I noticed that one of the actresses who kept cropping up in these low-budget tapes was Jean Parker. She starred in such famous public domain films as FLYING DEUCES with Laurel & Hardy, ONE BODY TOO MANY with Bela Lugosi, and BLUEBEARD with John Carradine. In the 1930s Parker had appeared in such major pictures as LADY FOR A DAY and RASPUTIN AND THE EMPRESS, but for whatever reason she was relegated to Poverty Row titles in the 1940s.
It's hard to understand, at least from my viewpoint, why Parker didn't become a major Hollywood star. She was very pretty, with a nice figure, and she had an appealing personality. She was also a more than capable actress who could handle drama and comedy. The lady herself must have been disappointed at her lack of major roles, since she left Hollywood in the mid-1940s and concentrated on stage work.
The actress did get to play a kind-of recurring series role for Monogram in the character of Kitty O'Day.
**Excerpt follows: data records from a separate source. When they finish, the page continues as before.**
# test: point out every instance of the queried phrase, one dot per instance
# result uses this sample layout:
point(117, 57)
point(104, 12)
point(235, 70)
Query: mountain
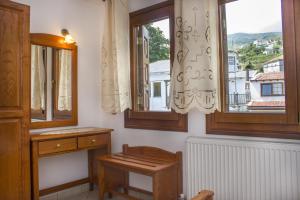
point(239, 39)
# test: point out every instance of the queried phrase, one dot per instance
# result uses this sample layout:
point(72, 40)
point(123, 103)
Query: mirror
point(53, 82)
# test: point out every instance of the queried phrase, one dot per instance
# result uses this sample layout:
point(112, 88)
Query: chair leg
point(165, 185)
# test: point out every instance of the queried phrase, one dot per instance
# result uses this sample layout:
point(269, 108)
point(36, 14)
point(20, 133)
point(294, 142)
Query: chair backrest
point(204, 195)
point(152, 152)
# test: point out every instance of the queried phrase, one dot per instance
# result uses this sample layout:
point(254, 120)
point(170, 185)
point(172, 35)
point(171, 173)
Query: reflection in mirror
point(38, 82)
point(51, 100)
point(53, 81)
point(63, 99)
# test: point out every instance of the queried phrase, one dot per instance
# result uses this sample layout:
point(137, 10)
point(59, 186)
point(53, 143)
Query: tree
point(159, 47)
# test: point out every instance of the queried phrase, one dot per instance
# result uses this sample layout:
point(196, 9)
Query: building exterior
point(238, 84)
point(274, 65)
point(267, 88)
point(159, 76)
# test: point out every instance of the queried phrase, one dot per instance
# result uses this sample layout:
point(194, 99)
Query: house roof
point(274, 59)
point(266, 104)
point(269, 76)
point(160, 66)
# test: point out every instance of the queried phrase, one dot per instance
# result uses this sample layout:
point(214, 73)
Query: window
point(272, 89)
point(277, 89)
point(157, 89)
point(258, 91)
point(152, 46)
point(266, 89)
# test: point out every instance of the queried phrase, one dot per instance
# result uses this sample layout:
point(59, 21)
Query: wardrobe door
point(14, 101)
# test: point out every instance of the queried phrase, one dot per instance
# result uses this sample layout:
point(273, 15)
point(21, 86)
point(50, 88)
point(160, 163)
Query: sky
point(246, 16)
point(164, 26)
point(254, 16)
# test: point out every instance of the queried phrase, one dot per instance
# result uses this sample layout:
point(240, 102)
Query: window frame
point(272, 91)
point(277, 125)
point(165, 121)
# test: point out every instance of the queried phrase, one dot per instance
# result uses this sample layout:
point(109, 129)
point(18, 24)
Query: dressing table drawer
point(92, 141)
point(55, 146)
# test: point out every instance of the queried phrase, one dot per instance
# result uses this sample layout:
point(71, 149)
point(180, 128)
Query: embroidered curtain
point(65, 80)
point(37, 78)
point(116, 96)
point(194, 81)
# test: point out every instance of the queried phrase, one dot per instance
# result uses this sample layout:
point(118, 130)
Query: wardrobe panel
point(10, 57)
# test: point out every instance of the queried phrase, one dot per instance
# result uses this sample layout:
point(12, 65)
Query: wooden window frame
point(276, 125)
point(272, 92)
point(165, 121)
point(42, 114)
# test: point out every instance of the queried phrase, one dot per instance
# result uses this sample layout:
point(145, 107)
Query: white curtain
point(65, 80)
point(37, 78)
point(116, 96)
point(195, 73)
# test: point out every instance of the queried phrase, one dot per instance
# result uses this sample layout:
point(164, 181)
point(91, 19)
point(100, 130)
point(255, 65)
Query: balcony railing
point(238, 99)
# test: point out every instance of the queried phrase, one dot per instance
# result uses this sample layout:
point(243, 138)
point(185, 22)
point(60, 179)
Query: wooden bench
point(164, 167)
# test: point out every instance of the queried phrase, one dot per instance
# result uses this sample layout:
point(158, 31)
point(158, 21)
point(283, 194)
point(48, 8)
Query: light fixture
point(68, 38)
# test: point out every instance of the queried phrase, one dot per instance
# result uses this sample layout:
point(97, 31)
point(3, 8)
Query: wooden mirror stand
point(57, 43)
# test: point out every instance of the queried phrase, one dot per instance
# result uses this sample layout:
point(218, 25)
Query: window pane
point(266, 89)
point(277, 89)
point(253, 49)
point(153, 66)
point(157, 89)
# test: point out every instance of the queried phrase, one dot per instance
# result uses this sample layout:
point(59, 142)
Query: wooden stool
point(164, 167)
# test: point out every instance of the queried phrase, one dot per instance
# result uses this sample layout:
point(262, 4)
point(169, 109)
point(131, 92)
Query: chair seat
point(137, 163)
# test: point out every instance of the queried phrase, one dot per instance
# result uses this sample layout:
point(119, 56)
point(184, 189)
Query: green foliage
point(159, 47)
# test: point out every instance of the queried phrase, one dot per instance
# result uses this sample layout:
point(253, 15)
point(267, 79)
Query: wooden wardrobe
point(14, 101)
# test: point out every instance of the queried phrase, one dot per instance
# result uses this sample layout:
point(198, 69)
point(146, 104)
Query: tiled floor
point(94, 196)
point(82, 193)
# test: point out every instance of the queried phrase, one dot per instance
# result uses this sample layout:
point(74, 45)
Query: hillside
point(239, 39)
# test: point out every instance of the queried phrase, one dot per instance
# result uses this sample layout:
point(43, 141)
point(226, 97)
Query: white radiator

The two Kitty O'Day features are among those many black & white low-budget flicks that I watch on YouTube while trying to get to sleep.
DETECTIVE KITTY O'DAY was made by Monogram in 1944. In this one Kitty is the secretary to a business executive named Wentworth. Kitty's boyfriend Johnny Jones (Peter Cookson) is an accountant dismayed by Wentworth's overwork of Kitty. Kitty is told by her boss to come over to his house after hours to do even more work, and while there she discovers the man hanged. Both Kitty and Johnny--who was handling a large amount of securities for Wentworth--wind up becoming suspects. Kitty decides to try and capture the real culprit, dragging along an exasperated Johnny. The duo's investigations wind up getting them into more trouble, since wherever they go another dead body pops up.
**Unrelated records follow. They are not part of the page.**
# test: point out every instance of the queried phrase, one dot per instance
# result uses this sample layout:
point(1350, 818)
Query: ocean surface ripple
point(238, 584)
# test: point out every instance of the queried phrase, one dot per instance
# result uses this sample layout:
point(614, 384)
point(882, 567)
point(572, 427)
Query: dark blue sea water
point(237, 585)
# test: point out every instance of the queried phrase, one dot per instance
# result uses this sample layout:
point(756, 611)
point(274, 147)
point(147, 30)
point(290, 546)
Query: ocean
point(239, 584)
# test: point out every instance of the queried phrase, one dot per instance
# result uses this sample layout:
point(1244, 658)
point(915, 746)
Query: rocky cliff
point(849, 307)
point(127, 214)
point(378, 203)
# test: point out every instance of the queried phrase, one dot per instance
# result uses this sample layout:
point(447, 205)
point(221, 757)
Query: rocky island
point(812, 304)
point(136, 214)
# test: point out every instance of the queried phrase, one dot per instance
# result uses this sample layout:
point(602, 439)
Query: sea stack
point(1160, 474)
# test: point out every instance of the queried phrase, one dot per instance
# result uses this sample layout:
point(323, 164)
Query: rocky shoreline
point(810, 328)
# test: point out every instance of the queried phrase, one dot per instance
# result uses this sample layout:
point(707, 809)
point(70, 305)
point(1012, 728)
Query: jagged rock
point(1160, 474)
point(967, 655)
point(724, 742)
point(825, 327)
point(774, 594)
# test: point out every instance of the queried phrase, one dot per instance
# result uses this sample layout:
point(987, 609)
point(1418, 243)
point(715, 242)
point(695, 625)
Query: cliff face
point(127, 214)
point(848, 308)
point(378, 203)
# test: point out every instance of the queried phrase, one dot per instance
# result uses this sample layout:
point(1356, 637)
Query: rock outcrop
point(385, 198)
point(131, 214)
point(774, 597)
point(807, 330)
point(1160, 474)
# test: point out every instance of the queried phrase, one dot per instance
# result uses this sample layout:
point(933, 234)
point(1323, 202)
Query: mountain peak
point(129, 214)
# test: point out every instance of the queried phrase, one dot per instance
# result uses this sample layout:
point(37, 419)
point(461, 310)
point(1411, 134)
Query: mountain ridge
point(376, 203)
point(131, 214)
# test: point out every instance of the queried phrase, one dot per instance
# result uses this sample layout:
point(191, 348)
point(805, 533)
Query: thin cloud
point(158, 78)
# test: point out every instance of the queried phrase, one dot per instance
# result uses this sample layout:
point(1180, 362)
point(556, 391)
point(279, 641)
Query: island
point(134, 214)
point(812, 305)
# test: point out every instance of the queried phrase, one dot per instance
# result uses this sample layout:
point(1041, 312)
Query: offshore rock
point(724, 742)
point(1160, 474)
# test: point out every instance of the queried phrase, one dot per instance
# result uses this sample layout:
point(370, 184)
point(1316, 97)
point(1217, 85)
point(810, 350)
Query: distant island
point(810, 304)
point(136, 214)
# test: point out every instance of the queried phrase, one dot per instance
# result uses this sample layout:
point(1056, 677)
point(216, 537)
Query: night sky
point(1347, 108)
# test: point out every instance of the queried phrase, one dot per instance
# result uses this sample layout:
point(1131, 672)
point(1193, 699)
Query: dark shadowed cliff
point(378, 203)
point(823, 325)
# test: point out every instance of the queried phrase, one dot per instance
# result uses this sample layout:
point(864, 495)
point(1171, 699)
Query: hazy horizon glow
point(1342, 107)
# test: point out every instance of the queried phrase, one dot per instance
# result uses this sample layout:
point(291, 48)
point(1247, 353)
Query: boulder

DETECTIVE KITTY O'DAY tries very hard to be like one of those screwball comedies of the 1930s. The movie is only an hour long, and it thankfully moves at a accelerated clip. There's a lot of rapid-fire dialogue exchanges between Kitty, Johnny, and a frustrated police inspector named Clancy (played by Tim Ryan, who co-wrote the screenplay). Clancy has a dumb associate named Mike (dim-witted cops were a dime a dozen in movies like this). The comedy quotient in this is higher than the usual Monogram picture, but it is on the level of a mediocre Three Stooges short. At one point Kitty and Johnny disguise themselves as part of the cleaning staff at a high-rise apartment building, and they wind up getting stuck outside on the building's ledge, but the sequence goes on too long to be effective. The mystery isn't all that hard to figure out, simply because there's not that many leading characters, and about half of them get killed.
Jean Parker carries this film--the character of Kitty would have come off as simply annoying if played by an actress who wasn't as charismatic. We are first introduced to Kitty as she is listening in to her boss' conversation with his wife, a great way to show the audience how noisy she is. Kitty is constantly interrupting people and finishing their sentences, and her deductive "skills" are rather lacking. Whenever Kitty does discover a corpse, she faints. She solves the case basically by happenstance. It is Jean Parker's combination of looks, gumption, and personality that make Kitty tolerable.
DETECTIVE KITTY O'DAY was directed by William Beaudine, who worked on dozens and dozens of similar Poverty Row titles. He would also direct the follow-up film, ADVENTURES OF KITTY O'DAY, which I will discuss in a later blog post.